KURANJI LANTANG

Airin Ahmad
Chapter #2

Menangguk Remis

Dalam hati, Lantang berucap syukur ketika masih mendapati beberapa potong singkong rebus di piring yang sepupunya tinggalkan.

Malam ini, masih ada umbi pengganjal perut mereka yang dililit perih. Lalu esok? Lusa? Masihkah alam berbaik hati memberi keduanya sedikit rezeki untuk melanjutkan kehidupan? Ia berharap, semoga Bapak tidak berbohong bahwa Mamak sungguh akan pulang.

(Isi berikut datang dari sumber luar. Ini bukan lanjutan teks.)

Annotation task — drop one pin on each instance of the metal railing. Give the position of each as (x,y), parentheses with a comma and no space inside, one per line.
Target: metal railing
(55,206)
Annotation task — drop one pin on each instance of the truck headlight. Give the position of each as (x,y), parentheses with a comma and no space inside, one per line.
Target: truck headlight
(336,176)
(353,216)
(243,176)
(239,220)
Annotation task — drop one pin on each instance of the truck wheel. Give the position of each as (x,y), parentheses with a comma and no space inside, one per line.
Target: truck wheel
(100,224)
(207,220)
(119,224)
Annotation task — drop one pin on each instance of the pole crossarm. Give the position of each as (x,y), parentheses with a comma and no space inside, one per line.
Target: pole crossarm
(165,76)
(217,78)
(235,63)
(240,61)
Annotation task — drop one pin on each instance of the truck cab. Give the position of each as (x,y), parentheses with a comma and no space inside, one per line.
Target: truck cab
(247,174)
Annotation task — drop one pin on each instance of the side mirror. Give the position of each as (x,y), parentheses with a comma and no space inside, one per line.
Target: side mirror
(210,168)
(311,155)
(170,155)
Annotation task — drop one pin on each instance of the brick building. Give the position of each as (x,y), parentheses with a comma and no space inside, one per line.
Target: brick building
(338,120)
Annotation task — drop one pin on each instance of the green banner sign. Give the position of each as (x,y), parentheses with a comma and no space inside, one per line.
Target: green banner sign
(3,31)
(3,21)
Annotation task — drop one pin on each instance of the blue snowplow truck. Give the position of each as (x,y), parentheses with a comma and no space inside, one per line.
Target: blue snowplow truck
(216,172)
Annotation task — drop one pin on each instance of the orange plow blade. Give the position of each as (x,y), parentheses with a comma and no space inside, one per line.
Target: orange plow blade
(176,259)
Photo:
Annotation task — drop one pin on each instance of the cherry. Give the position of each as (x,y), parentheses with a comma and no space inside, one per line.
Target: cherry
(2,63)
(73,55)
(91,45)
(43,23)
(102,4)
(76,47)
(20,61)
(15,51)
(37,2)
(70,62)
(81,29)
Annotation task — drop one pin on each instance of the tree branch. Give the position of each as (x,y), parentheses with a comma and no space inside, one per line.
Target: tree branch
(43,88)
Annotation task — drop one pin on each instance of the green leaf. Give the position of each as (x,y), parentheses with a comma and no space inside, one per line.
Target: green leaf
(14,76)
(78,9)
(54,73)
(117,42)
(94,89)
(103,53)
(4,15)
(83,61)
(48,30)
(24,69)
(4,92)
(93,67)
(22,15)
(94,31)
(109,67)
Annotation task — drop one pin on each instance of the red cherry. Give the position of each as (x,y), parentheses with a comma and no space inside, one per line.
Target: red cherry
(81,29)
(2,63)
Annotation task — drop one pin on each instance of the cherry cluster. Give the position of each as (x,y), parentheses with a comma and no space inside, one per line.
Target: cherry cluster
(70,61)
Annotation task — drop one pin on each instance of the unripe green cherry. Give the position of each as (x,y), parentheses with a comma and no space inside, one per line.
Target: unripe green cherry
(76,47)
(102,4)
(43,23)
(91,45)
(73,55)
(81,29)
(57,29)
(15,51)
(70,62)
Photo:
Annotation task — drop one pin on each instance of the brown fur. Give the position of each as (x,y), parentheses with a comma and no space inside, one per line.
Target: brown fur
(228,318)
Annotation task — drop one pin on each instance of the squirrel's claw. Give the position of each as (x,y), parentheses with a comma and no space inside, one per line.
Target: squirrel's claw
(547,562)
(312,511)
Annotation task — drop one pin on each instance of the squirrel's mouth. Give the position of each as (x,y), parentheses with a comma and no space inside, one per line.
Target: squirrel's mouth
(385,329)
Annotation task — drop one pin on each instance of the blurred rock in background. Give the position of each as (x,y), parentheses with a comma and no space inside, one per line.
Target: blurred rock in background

Dibawanya singkong dingin itu ke depan bersama segelas air putih yang dingin dan menjejaskan embun pada dinidng gelas.

“Nah, makanlah.” Lantang angsurkan piring itu ke hadapan adiknya.

“Cuma ini, Bang?” Lantang mengangguk dan menatap adiknya iba.

“Besok pagi kita masak. Ya? Sekarang hari masih malam nian.” Dibujuknya sang adik sambil mengelus kepala Dahlia. 

Ia biarkan dua kerat singkong itu tandas tak bersisa, meski perutnya juga meronta-ronta.

**

Pagi menjelang, adik-beradik itu masih termangu di teras rumah panggung mereka. Mata kedua bocah masih tak beralih dari jalan berbatu koral di depan rumah, berharap mamaknya akan segera datang.

Namun, hingga matahari naik sepenggalah dan hawa dingin berangsur menghangat, harapan mereka pupus, laksana embun yang mengering di daun-daun bunga dahlia kesayangan mamaknya yang tumbuh subur di halaman.

“Bang, aku lapar.” Lagi, Dahlia merengek pada abangnya, sementara wajah Lantang menyiratkan kebingungan.

“Mari kita ke dapur, Dik. Kita tanak nasi.”

“Abang Lantang bisa?” Dahlia bertanya ragu dan menatap abangnya, sementara Lantang mengangguk pasti.

“Abang sering bantu Bapak menanak nasi, ingat?”

Mendengar itu, Dahlia mengangguk dan tersenyum semringah.

Keduanya lalu bergegas ke dapur yang dipenuhi jelaga, menuruni undakan berbentuk tangga dari kayu. 

Lantang membuka ember berpenutup tempat biasa Ngah Hartumi menyimpan beras yang dibeli dari balai setiap pekan. Namun, beberapa detik kemudian ia memandang sang adik dengan tatapan putus asa. Tidak ada sebutir beras pun yang tertinggal di sana.

“Dik, tidak ada beras,” ujarnya parau.

“Jadi kita makan apa?”

Mata Dahlia mulai berembun kini, sementara Lantang pun menggeleng tak mengerti.

**

Kedua adik beradik yang malang itu berjalan bersisihan. Di tangan masing-masing membawa ember dan lukah (anyaman rotan yang dipakai untuk menjebak ikan di sungai atau aliran air).

Dahlia meringis, sebab perutnya tak lagi mau diajak kompromi, sedari bangun tadi tenggorokannya hanya menenggak air putih dingin dari dalam teko plastik sisa semalam.

“Ke mana kita, Bang?” 

Lantang tidak menjawab dan hanya berjalan makin bergegas, sementara kaki Dahlia terseret-seret mengikutinya.